PICTURE: One of THE great moments of the film franchise, but as a card image, it does suffer a bit from the reflections on the pane of transparent aluminum between us and Spock, and from Kirk not looking his friend in the eye. The Vulcan salute is reflected in the lore's point about logic, and he's holding up all fingers as if to imply "the many". A 3.5.
LORE: The ellipses in the title is somewhat awkward, but reveals its meaning in the lore which completes the exchange. Adding the duality of nobility vs. logic is an interesting commentary on Spock's choice that's not from the film itself, except obliquely. Scores a 4.

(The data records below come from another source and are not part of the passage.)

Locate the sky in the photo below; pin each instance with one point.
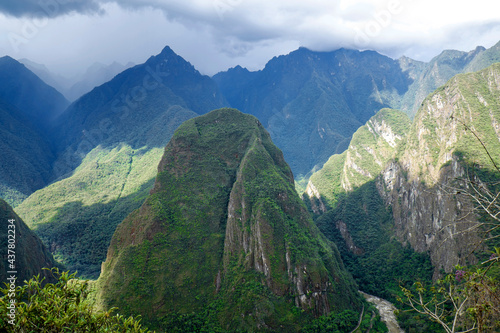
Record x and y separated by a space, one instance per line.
70 35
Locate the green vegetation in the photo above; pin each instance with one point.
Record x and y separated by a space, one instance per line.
346 321
22 250
224 240
62 306
86 208
107 156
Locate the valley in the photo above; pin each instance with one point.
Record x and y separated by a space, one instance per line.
260 201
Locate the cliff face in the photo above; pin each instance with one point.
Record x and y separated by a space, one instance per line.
224 226
423 179
430 208
30 255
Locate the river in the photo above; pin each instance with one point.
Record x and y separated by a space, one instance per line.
386 310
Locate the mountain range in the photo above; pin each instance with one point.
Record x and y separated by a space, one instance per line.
378 147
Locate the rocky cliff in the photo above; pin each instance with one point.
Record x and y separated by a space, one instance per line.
224 229
425 187
28 255
423 179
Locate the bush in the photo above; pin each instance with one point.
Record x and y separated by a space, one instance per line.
63 306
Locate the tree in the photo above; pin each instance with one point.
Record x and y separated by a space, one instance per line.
468 300
63 306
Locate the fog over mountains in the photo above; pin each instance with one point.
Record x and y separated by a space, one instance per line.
139 172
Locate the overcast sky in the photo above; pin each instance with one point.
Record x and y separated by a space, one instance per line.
214 35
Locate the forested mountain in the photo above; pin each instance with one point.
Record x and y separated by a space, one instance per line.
312 102
29 256
78 85
224 236
17 83
411 183
209 216
108 144
28 107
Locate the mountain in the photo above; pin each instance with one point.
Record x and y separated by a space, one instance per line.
17 83
312 102
372 146
25 156
438 71
28 107
95 75
28 256
107 145
414 190
59 82
224 231
74 87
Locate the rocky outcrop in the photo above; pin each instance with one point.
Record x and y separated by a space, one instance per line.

TREK SENSE: A ship is about to be destroyed, just like the Enterprise in ST II, and one of that ship's crew is killed instead. It's the ultimate sacrifice for SOMEone, and that works whether it's a dilemma or a Tactic damage marker (but apparently not with old-school battle damage). Fine, but things fall apart from there because it's your opponent's choice. Why would Khan, in this example, having anything to do with the sacrifice. Wouldn't he rather the ship explode?! It DOES make sure it hurts - one's opponent wouldn't exactly think it a good idea to get rid of a cheap universal - so if one's opponent is Fate (bad luck), then ok, you can almost see it. I'm not going to be too picky and will give it a 3.3.
STOCKABILITY: It's always better to lose a single personnel card than a ship and ALL personnel cards aboard, so even if it makes you lose you Spock (to name a usually very useful and powerful card), it's a good deal (and movie Spock can return to your hand, haha). Yes, your opponent can screw with you, but they already had the upper hand, so that's on you. Best case scenario is under dilemma conditions. Since the dilemma is destroyed, any other effects it might have are also nullified. You don't have to face it again if you didn't have the conditions. Worst case scenario is in a standard ship battle where the players aren't using Tactics. Your ship is destroyed anyway. Destroying a single damage marker saves your ship and crew for another turn, but it may still be damaged, so that's the middling effect. All in all, it's a security that you better have in hand at the right moment, and you can never be sure. Better to bank on strategies where this is unlikely to happen in the first place. Mitigating factors hold it back at 3.6.
TOTAL: 15.4 (77%) It really is an iconic moment.